Time for an admission…. I hate it when people stop in doorways. Everything is moving along nicely and then someone stops dead at a doorway… looks puzzled, checks their pockets, scratches their head, turns to say something to someone else..or does one of a thousand other things that could be done before or after getting to the door. It frustrates the hell out me of me. There, I admitted it!
A surprising admission
This might come as a surprising admission.. particularly given that I have previously written about how a doorknob can keep you sane. But these two posts really do belong together.
That piece challenged you stop and think every time you put your hand on a doorknob.
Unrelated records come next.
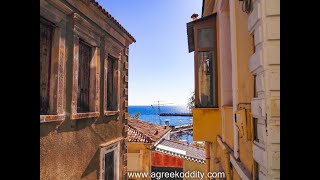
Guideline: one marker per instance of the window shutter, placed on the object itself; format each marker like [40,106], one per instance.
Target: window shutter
[109,166]
[84,77]
[45,62]
[111,87]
However the circumstances causing me the most frustration are not the doorways with doorknobs, but the automatic doorways in public places… so no chance to put in action the specific little zen challenge contained in that doorknob post!
Turning gut reaction into science!!
Then I find that Professor Gabriel Radvansky of the University of Notre Dame (published in the Quarterly Journal of Experimental Psychology) may have provided an answer as to why this phenomenon occurs.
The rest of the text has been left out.